In a number of embodiments, device 10 connects to vents 150 without using tools. In that regard, such vents are typically formed using, for example, PVC piping of various diameters as described above. Forming device or system 20 such that each of first end 22 of body 20, first end 42 of adapter section 40, and second end 44 of adapter section 40, form a friction fit with, for example, PVC piping, enables removable attachment of device 20 (with or without the use of adapter section 40) to vents 150 without the use of tools. In that regard, a slight pushing/forward and twisting hand motion will install device 10 on such vents 150. Devices 10 can easily and readily be removed using a slight pulling/rearward and twisting hand motion. Thus, device 10 can thus be installed and removed using hands only, and without the use of tools.

As used herein, “forward” and similar terms refer to a direction toward the outlet opening of vent 150, and “rearward” and similar terms refer to a direction away from the outlet opening of vent 150 (represented by arrows F and R, respectively, in FIGS. 1A and 1B). The term “axial” or “longitudinal” and similar terms refers to a forward or rearward direction generally parallel to an axis A (see, FIG. 1C) about which device 10 is formed (although not necessarily symmetrically thereabout). The terms “radial” or “latitudinal” and similar terms refers to a direction generally perpendicular to axis A.
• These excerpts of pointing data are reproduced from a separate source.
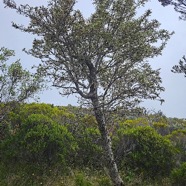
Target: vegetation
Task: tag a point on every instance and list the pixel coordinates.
(103, 59)
(50, 145)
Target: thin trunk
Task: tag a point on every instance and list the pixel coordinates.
(107, 145)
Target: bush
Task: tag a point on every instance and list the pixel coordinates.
(89, 152)
(178, 175)
(39, 140)
(178, 139)
(143, 150)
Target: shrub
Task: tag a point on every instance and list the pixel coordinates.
(40, 140)
(178, 139)
(89, 152)
(178, 175)
(143, 150)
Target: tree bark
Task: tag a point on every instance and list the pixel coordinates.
(107, 145)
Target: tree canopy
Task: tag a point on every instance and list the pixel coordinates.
(179, 6)
(103, 58)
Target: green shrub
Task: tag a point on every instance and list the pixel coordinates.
(143, 150)
(40, 140)
(178, 139)
(178, 175)
(80, 180)
(89, 152)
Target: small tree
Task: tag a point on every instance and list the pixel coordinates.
(103, 58)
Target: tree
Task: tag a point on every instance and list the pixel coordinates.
(179, 6)
(103, 58)
(16, 84)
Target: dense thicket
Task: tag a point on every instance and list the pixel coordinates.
(39, 138)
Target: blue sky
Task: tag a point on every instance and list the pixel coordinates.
(175, 84)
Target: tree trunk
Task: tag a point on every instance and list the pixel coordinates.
(107, 145)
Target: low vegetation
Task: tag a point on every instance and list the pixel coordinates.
(42, 144)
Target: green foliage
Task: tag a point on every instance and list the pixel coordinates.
(142, 149)
(89, 151)
(16, 83)
(40, 140)
(178, 139)
(178, 175)
(80, 180)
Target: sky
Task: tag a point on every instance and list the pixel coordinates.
(175, 84)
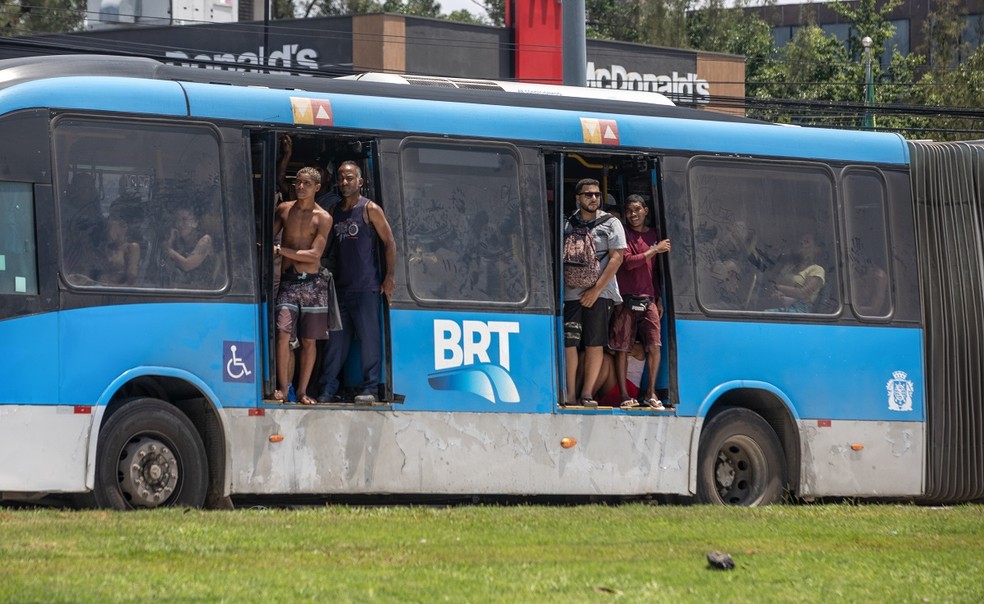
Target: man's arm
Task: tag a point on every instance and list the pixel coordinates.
(314, 253)
(379, 222)
(590, 295)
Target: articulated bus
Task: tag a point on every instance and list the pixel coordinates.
(129, 384)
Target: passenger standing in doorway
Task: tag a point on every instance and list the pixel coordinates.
(588, 309)
(302, 299)
(359, 223)
(639, 311)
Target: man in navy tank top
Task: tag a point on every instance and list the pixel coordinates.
(357, 224)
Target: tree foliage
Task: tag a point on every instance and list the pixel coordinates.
(22, 18)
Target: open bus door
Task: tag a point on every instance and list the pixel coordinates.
(619, 176)
(273, 174)
(264, 148)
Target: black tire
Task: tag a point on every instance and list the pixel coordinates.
(740, 461)
(150, 455)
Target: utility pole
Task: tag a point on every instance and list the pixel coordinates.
(869, 86)
(574, 48)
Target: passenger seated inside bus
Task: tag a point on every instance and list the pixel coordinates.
(188, 253)
(798, 286)
(723, 287)
(115, 261)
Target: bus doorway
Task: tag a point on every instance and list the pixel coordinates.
(277, 159)
(620, 178)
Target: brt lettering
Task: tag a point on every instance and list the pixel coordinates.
(468, 343)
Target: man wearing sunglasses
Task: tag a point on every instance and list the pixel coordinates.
(588, 310)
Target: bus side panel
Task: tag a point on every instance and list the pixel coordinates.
(366, 451)
(491, 362)
(830, 372)
(861, 459)
(105, 345)
(49, 444)
(44, 444)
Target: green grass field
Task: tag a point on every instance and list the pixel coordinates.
(527, 553)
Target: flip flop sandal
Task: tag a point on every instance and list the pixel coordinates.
(654, 403)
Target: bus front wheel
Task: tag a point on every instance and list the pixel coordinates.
(740, 461)
(150, 455)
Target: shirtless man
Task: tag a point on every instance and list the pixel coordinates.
(302, 300)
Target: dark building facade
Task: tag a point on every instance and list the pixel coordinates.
(403, 45)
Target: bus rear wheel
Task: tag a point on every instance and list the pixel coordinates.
(740, 461)
(150, 455)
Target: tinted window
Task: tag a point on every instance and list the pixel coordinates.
(463, 224)
(867, 243)
(140, 205)
(18, 246)
(764, 237)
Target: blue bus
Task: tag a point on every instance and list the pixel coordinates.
(127, 383)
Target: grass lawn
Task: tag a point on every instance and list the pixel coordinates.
(528, 553)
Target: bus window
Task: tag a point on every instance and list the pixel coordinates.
(140, 205)
(18, 248)
(765, 237)
(867, 236)
(462, 220)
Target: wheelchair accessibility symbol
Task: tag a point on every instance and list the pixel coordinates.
(238, 360)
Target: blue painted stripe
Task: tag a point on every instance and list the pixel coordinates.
(124, 95)
(261, 105)
(78, 357)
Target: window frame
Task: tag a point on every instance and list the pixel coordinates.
(425, 299)
(59, 181)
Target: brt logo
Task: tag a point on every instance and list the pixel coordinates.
(463, 359)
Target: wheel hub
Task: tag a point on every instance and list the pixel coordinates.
(148, 472)
(734, 473)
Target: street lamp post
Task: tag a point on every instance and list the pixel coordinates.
(869, 86)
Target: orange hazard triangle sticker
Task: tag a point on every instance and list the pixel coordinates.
(590, 130)
(599, 132)
(315, 112)
(609, 130)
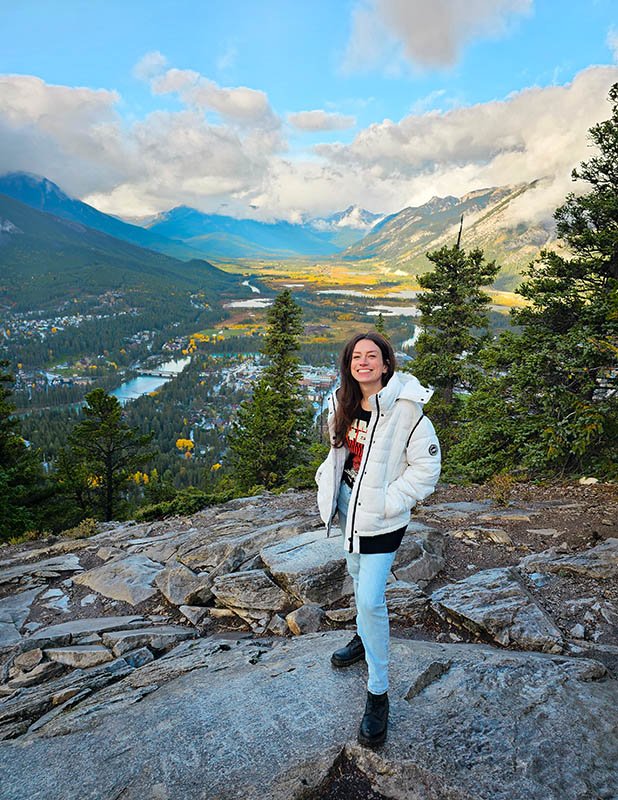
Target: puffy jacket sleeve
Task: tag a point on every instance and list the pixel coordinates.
(421, 475)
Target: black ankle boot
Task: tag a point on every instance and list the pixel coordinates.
(372, 731)
(353, 651)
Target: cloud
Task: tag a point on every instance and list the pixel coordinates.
(535, 133)
(75, 137)
(389, 33)
(71, 135)
(612, 42)
(320, 121)
(239, 104)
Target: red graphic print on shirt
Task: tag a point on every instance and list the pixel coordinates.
(355, 440)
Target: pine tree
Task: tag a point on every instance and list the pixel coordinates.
(379, 326)
(549, 400)
(271, 433)
(104, 452)
(453, 318)
(22, 484)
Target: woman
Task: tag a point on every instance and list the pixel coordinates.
(384, 457)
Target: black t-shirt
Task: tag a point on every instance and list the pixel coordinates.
(355, 441)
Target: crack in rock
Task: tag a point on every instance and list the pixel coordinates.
(433, 673)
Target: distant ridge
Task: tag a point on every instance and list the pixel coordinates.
(402, 240)
(221, 236)
(44, 195)
(45, 258)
Device 10 will help to keep stink bugs, other similarly sized insects, small birds, small rodents, including mice and even snakes out of system 100 when installed on the open outside ends of the fresh air intake and gas exhaust outlet vents 150. As most gas furnaces systems have each of an inlet vent 150 and an outlet vent 150 to the outside atmosphere, two devices 10 will be installed to protect system 100 in the case that system 100 is a gas furnace system. Although examples of device 10 are discussed herein for use in connection with vents 150 of a furnace system 100, devices 10 can be used in connection with any type of inlets, outlets or vents.
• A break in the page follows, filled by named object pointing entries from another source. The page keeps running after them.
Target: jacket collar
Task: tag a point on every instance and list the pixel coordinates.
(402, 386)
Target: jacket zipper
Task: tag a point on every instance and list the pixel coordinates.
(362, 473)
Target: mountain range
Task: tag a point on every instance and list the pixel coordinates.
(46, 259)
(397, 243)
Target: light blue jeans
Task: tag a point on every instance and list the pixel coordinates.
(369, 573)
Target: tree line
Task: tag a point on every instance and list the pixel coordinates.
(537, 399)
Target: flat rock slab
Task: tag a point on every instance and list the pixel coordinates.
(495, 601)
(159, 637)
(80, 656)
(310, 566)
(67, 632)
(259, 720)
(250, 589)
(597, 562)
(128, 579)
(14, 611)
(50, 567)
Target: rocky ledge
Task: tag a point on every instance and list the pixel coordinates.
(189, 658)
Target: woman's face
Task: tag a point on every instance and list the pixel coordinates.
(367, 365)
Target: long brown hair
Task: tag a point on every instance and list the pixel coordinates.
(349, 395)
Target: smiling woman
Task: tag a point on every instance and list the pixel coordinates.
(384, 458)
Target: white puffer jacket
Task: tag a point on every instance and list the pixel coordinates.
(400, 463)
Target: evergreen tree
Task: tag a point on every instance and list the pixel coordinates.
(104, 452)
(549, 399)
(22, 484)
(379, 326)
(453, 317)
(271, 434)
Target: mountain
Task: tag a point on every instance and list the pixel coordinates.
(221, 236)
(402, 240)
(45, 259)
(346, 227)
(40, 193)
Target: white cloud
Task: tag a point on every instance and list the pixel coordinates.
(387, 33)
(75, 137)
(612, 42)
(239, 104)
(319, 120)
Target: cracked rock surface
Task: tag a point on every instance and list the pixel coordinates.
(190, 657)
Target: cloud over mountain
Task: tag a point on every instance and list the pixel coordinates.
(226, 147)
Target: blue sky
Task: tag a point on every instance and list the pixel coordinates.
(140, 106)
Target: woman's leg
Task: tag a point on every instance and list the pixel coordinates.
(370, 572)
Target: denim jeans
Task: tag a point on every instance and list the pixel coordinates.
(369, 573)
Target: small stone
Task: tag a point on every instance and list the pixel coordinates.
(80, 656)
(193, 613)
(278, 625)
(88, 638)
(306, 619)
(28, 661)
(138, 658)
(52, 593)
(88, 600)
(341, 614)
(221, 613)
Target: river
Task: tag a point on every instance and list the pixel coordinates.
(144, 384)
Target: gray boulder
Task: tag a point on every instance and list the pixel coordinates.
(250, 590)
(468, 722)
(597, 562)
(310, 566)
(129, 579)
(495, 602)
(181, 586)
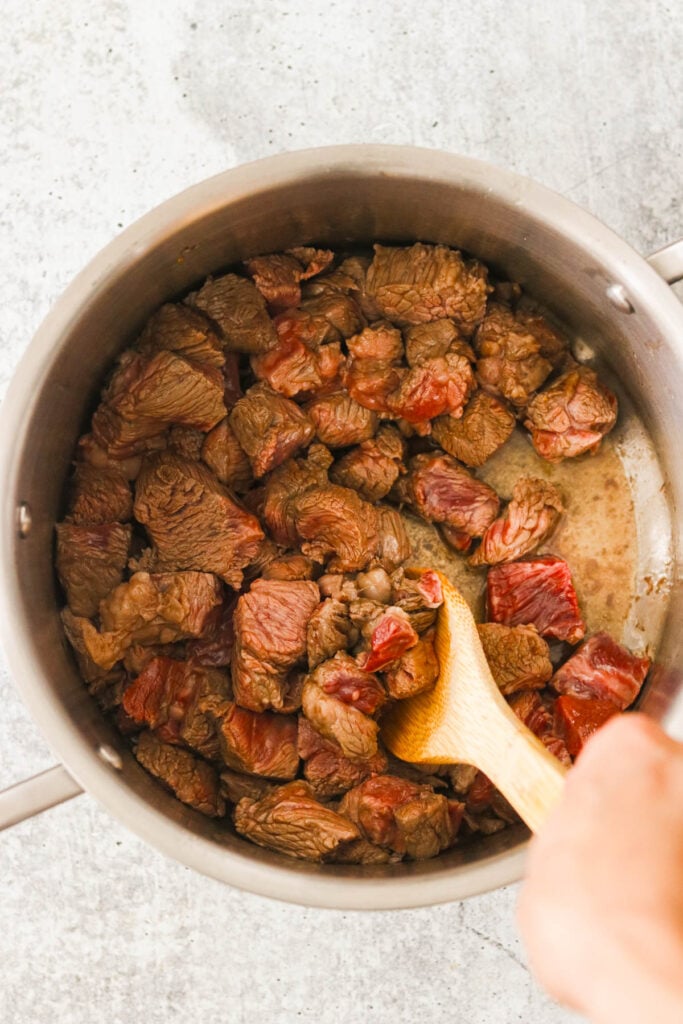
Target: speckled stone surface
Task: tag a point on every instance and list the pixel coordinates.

In a number of embodiments, body 20 of device 10 has a number of generally radially extending drain holes or passages 26a in a housing or outer wall 26 thereof. During installation, holes 26a may, for example, be oriented downward (toward the ground or in the direction of gravity; see FIGS. 1B and 1C) so that gravity will assist in drainage. In that regard, drain holes 26a provide an exit pathway to allow condensed moisture droplets from warm exhaust vapor formed inside body 20 of device 10 and on mesh assembly 30 to drain out of device 10. In a number of embodiments, axially extending passages, holes or grooves 32a and 34a are also formed in first ring 32 and second ring 34, respectively, so that condensed moisture may also pass through the radially outer ring portion of mesh assembly 30. Drain holes or passages 26a, 32a and 34a provide an open pathway for the moisture droplets to drain out of device 10. As illustrated in FIGS. 3A and 5A, a forward row of drain holes or passages 26b, may be provided which are in fluid connection with the space between first ring 32 and second ring 34 to assist in allowing moisture droplets moving down off mesh assembly 30 to exit the device 10.
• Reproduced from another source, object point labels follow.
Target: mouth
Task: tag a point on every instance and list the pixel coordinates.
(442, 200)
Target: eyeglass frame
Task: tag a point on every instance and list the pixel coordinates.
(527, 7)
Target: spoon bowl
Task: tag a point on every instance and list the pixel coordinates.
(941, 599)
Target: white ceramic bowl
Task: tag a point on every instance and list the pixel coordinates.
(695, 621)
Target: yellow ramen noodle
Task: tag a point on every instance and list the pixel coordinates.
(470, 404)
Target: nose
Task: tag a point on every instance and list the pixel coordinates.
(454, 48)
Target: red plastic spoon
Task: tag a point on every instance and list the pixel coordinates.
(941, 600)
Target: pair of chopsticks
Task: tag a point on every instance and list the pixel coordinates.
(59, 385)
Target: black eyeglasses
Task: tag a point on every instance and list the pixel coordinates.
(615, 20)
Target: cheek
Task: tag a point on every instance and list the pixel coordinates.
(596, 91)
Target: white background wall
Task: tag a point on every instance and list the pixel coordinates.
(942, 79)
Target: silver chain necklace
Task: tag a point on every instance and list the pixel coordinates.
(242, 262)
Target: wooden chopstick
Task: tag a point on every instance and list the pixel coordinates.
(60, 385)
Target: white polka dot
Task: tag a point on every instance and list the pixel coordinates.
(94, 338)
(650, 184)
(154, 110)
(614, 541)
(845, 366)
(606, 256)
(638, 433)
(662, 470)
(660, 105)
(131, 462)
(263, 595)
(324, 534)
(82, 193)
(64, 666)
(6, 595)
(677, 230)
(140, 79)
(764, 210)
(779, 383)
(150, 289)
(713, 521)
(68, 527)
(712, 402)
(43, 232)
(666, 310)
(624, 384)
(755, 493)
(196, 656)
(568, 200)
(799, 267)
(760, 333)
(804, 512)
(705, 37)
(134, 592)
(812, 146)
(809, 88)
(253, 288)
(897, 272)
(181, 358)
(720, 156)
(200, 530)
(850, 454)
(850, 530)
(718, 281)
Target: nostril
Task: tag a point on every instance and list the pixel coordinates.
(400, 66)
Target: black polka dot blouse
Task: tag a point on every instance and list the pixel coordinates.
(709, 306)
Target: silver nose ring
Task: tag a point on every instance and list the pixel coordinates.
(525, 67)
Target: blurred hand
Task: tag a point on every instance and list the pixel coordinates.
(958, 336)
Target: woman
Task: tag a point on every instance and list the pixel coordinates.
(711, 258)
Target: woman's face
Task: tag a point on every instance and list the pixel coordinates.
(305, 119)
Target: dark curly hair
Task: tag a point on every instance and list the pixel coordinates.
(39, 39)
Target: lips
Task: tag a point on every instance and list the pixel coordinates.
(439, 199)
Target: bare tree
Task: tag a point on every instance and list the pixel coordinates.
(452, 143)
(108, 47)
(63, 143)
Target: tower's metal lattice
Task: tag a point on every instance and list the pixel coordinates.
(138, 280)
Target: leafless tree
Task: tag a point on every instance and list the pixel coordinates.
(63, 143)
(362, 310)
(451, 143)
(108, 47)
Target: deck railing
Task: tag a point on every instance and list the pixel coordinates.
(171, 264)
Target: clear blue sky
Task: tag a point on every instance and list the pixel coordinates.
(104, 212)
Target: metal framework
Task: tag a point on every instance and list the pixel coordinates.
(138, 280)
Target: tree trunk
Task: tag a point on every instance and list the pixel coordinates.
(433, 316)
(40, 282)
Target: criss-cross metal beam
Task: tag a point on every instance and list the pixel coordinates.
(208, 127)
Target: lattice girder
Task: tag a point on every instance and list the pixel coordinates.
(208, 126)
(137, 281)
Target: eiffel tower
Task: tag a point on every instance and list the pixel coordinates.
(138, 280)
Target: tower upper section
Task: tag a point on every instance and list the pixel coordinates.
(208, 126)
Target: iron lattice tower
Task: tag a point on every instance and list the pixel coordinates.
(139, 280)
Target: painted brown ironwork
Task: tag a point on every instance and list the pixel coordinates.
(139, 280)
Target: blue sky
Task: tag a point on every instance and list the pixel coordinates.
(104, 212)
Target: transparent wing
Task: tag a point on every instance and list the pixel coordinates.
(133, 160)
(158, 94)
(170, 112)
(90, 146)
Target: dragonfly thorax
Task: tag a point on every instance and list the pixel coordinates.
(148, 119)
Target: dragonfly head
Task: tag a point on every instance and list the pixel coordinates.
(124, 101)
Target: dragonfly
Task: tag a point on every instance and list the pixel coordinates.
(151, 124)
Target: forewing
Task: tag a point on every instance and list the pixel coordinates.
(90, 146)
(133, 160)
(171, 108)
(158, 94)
On a cold winter day, one can see a warm, moist steam cloud coming out of a furnace exhaust vent 150, when furnace system 100 is operating during a heating cycle. When, for example, natural gas burns (combustion) the result is carbon dioxide, water, and a great deal of energy, plus smaller amounts of other by products of combustion. The water is usually evaporated during the reaction to give off steam. As this warm exhaust steam passes through device 10, some of it cools and condenses on the inner surface of housing 26 of device 10 and on mesh assembly 30. Drain holes or passages 26a, 26b, 32a and 34a may be sized to be large enough to allow the moisture droplets to drain out of the device, but small enough to keep stink bugs and similarly sized insects from entering into device 10. In a number of embodiments, holes or passage 26a, 32a and 34a had a diameter of approximately ⅛ inch or less. Larger or other sized and/or shaped drain holes may be used for this application. Fewer or more holes or passages 26a, 32a and 24a that illustrated may be provided. In a number of embodiments, holes or passages 26a, 32a and 34a extend around the entire circumference of housing 26, first ring 32 and/or second ring 34, respectively, to provide for drainage regardless of orientation of device 10.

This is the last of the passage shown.